Charles Oliver of Reason magazine puts it well: “By placing chickens and Jews on the same ethical plane,” he warns, “animal-rights activists may inadvertently make it easier for a future Hitler to herd millions of humans into gas chambers.”
Oliver is right. As Christians, we have a moral duty to respect the animal world as God’s handiwork. But respect for animals is completely different from rights for animals and we should never confuse the two. As Oliver puts it, “Animal-rights activists will never be satisfied with `mere’ humane treatment. They demand a complete restructuring of our moral universe.”
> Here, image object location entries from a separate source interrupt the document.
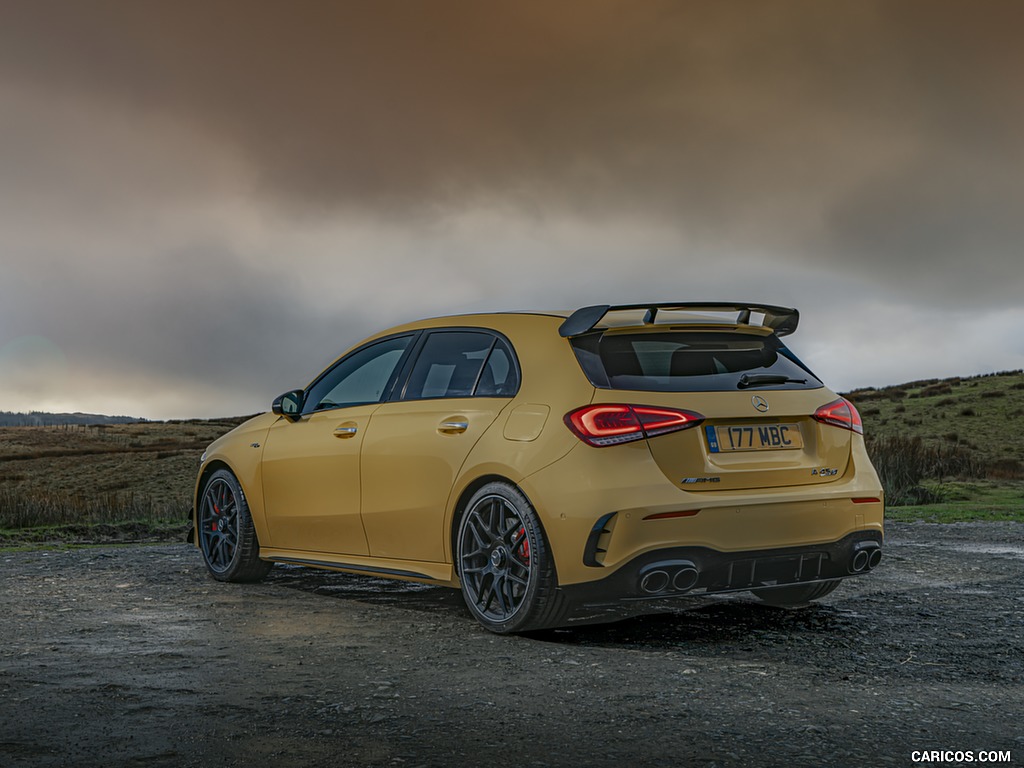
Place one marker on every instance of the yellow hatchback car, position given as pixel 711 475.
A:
pixel 553 465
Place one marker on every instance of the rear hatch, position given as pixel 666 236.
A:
pixel 763 419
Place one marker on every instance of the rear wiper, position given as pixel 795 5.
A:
pixel 758 380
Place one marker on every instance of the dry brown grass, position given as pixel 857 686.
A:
pixel 101 474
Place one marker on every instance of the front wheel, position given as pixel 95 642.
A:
pixel 505 566
pixel 797 594
pixel 226 536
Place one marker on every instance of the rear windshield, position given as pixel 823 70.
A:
pixel 690 361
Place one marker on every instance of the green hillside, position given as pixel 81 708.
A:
pixel 982 415
pixel 946 450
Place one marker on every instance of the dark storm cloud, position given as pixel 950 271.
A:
pixel 215 197
pixel 801 127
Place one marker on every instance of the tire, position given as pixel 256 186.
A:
pixel 798 594
pixel 226 536
pixel 504 562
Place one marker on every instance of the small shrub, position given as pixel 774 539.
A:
pixel 903 463
pixel 935 389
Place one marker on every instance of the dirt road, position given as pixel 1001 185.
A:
pixel 125 656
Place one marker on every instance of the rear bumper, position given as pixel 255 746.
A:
pixel 679 571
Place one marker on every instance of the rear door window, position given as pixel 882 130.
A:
pixel 686 361
pixel 463 364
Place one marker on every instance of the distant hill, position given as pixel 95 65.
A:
pixel 982 415
pixel 41 419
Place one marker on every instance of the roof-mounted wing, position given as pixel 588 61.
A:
pixel 780 320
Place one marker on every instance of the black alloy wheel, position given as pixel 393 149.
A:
pixel 226 536
pixel 505 567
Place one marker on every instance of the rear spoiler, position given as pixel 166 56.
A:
pixel 780 320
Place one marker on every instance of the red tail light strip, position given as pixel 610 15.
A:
pixel 840 413
pixel 611 424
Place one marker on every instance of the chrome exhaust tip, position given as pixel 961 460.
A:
pixel 685 579
pixel 654 582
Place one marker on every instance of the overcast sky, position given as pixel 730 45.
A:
pixel 203 203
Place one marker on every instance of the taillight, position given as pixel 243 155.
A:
pixel 841 413
pixel 613 424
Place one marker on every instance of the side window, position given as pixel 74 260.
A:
pixel 449 365
pixel 361 377
pixel 500 378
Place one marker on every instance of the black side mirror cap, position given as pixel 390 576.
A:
pixel 289 404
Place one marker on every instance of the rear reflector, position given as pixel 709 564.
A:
pixel 840 413
pixel 669 515
pixel 611 424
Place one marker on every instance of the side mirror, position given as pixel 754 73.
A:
pixel 289 404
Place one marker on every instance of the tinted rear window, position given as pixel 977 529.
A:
pixel 687 361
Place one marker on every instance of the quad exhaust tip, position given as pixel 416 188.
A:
pixel 865 558
pixel 673 577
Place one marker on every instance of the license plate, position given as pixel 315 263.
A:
pixel 754 437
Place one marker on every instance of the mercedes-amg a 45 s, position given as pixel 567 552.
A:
pixel 554 464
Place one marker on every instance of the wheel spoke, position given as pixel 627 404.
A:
pixel 499 590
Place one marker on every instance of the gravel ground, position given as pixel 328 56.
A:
pixel 124 656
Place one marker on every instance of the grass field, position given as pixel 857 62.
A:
pixel 948 450
pixel 125 481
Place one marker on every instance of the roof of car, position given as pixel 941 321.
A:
pixel 767 317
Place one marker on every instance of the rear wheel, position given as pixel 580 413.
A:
pixel 505 566
pixel 226 536
pixel 797 594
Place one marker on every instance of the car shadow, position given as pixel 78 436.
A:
pixel 725 623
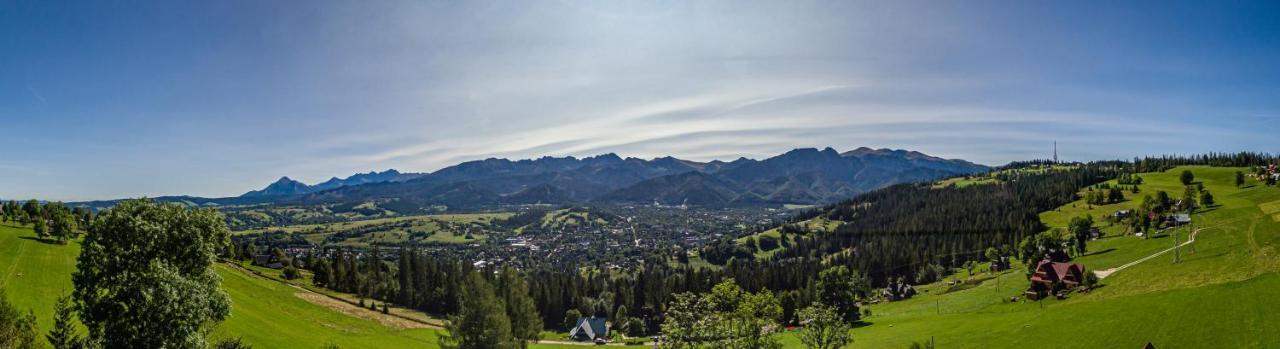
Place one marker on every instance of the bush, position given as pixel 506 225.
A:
pixel 768 243
pixel 232 344
pixel 291 272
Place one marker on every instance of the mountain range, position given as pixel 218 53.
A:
pixel 803 175
pixel 289 187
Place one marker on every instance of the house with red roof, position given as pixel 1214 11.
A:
pixel 1050 272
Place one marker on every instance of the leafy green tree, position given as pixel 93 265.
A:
pixel 32 209
pixel 726 317
pixel 63 225
pixel 232 343
pixel 1115 194
pixel 1206 198
pixel 17 330
pixel 1079 228
pixel 571 317
pixel 839 289
pixel 63 335
pixel 1188 201
pixel 40 226
pixel 823 329
pixel 481 321
pixel 145 275
pixel 526 325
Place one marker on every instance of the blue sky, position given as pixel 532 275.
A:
pixel 126 99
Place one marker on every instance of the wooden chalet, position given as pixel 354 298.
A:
pixel 590 329
pixel 268 261
pixel 1050 272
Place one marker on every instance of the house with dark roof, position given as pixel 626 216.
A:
pixel 590 329
pixel 1050 272
pixel 268 261
pixel 897 292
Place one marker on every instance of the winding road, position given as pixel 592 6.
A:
pixel 1104 274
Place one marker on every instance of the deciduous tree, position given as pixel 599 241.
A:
pixel 481 321
pixel 823 329
pixel 145 275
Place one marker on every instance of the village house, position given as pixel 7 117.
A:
pixel 1050 274
pixel 897 292
pixel 590 329
pixel 268 261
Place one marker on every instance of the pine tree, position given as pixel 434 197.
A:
pixel 63 335
pixel 526 325
pixel 481 321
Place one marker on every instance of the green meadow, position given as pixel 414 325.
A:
pixel 1221 294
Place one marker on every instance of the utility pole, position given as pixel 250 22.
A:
pixel 1192 239
pixel 1176 258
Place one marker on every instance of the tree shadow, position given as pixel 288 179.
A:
pixel 41 240
pixel 1100 252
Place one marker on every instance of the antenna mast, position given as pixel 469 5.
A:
pixel 1055 152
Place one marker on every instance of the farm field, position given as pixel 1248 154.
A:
pixel 1220 295
pixel 1216 297
pixel 429 229
pixel 265 312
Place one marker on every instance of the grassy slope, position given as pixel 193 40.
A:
pixel 1217 297
pixel 265 313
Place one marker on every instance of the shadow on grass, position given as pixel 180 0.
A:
pixel 1100 252
pixel 41 240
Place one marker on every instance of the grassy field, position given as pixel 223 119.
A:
pixel 447 229
pixel 265 312
pixel 817 225
pixel 1219 297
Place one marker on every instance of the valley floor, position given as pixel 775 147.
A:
pixel 1220 295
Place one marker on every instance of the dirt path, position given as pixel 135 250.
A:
pixel 13 266
pixel 583 343
pixel 353 311
pixel 1104 274
pixel 344 307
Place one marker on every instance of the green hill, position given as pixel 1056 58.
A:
pixel 1220 295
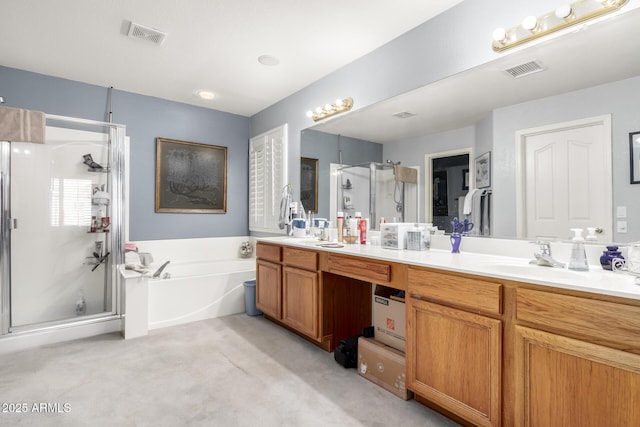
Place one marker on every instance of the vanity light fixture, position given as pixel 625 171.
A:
pixel 563 17
pixel 340 106
pixel 206 95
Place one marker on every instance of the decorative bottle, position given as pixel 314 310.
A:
pixel 340 221
pixel 609 255
pixel 578 260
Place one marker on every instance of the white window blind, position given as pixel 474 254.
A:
pixel 267 178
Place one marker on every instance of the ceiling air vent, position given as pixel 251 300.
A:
pixel 137 31
pixel 525 69
pixel 403 115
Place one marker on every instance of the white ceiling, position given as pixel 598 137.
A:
pixel 586 56
pixel 211 44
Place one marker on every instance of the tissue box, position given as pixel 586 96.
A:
pixel 393 235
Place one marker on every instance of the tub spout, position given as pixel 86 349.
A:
pixel 159 271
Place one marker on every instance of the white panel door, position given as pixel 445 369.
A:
pixel 567 181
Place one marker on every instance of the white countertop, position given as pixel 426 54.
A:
pixel 596 280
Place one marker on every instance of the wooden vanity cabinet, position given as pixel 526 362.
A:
pixel 297 289
pixel 288 287
pixel 269 288
pixel 301 291
pixel 454 350
pixel 269 279
pixel 577 361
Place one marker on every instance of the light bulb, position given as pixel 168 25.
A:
pixel 530 23
pixel 500 35
pixel 564 11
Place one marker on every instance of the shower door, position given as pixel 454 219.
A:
pixel 64 225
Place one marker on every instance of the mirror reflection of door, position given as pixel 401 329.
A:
pixel 448 183
pixel 566 179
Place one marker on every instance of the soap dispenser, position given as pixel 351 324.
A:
pixel 578 259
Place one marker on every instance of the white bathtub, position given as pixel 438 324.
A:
pixel 199 290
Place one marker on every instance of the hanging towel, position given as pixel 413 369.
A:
pixel 405 174
pixel 486 214
pixel 18 125
pixel 468 200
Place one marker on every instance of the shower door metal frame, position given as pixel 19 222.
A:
pixel 117 135
pixel 5 236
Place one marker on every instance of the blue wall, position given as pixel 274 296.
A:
pixel 147 118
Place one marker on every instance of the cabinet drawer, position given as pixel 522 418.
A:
pixel 269 252
pixel 602 320
pixel 475 294
pixel 300 258
pixel 360 268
And not just a restructuring but a complete inversion. PETA’s Ingrid Newkirk says openly that the movement is “at great odds” with Christianity. She denounces Christian teaching as “supremacist” because it confers special moral status on human life.
In her view, humans are merely a part of nature, nothing more.
So when you read news items about pets left home alone, remind yourself of the deeper issues that the newspapers don’t even touch.
Ultimately, there’s a question we all have to answer: Are we made in the image of God? Or is there really no difference between a child and a chicken?